Would we want ServletPlugin to also extend TagHandlerPlugin? The manifest plugin could then be responsible for writing the manifest tag in to the page, it might also choose to only write it out in prod, but not in dev.

dchambers commented 10 years ago

Hi Andy, yes I think I'm coming to a similar-ish conclusion (that the AppCache plugin would need to implement both ServletPlugin and TagHandlerPlugin), but I'm not sure that ServletPlugin should therefore extend TagHandlerPlugin.

I think my original idea that ServletPlugin would introduce HTTP headers is a bad idea though since logical serve requests can happen even when HTTP isn't involved, which is another reason a TagHandlerPlugin would be perfect for preventing AppCache from happening in dev.

andy-berry-dev commented 10 years ago

the AppCache plugin would need to implement both ServletPlugin and TagHandlerPlugin

That sounds sensible.

since logical serve requests can happen even when HTTP isn't involved

What about the mime type for the manifest once the app has been exported?

dchambers commented 10 years ago

What about the mime type for the manifest once the app has been exported?

Great point! For completely flat-file exports we have no other option but to ensure all files have the correct extension, and hope that the web-server being used knows the Mime-Type for these extensions. For richer exports (like War files) then we will know the Mime-Type anyway, so everything will be fine provided the exported does the right thing.

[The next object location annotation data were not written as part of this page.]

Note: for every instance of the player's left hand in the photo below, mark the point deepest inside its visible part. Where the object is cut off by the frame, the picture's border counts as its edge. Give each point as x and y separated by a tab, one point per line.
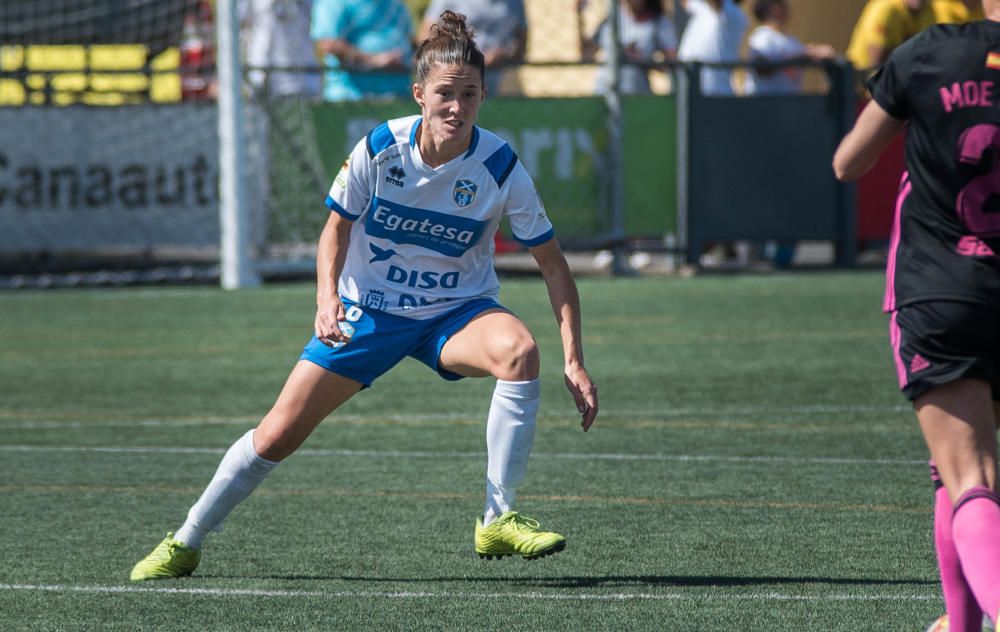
584	392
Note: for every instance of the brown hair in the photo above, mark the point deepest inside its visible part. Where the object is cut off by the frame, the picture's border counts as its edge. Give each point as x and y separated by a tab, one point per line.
450	43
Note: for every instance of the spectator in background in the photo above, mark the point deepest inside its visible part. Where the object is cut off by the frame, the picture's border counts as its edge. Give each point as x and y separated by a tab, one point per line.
500	27
957	11
368	46
276	34
884	25
647	36
769	42
714	34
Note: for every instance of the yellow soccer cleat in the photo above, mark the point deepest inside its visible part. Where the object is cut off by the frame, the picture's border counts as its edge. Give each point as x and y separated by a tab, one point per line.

andy-berry-dev commented 10 years ago

Are we planning to use a filter to set the mime type in a War or can we just rely on the app server to set the mime type? In both scenarios, web server or app server, config can be added to tell the server what the mime type is based on the extension used.

dchambers commented 10 years ago

I hadn't put any thought into it, but think we can take a 'wait and see' approach since we may know more by then.

dchambers commented 10 years ago

Oh, BTW, I recently updated all of our UML diagrams so they correlate more closely with reality again, so took the opportunity to split out a ServletPlugin from BundlerPlugin at the same time:

andy-berry-dev commented 10 years ago

We've created a ContentPlugin interface that, at the moment, has the following interface.

public interface ContentPlugin extends Plugin {
        String getMimeType();
        ContentPathParser getContentPathParser();
        void writeContent(ParsedContentPath path, BundleSet bundleSet, OutputStream os) throws BundlerProcessingException;
        List<String> getValidDevRequestPaths(BundleSet bundleSet, String locale) throws BundlerProcessingException;
        List<String> getValidProdRequestPaths(BundleSet bundleSet, String locale) throws BundlerProcessingException;
}

writeContent is the place where most of the work is done, that's where you would write out the manifest file, probably making calls to other ContentPlugin's getValidDevRequestPaths/getValidProdRequestPaths to get the URL's for bundles etc.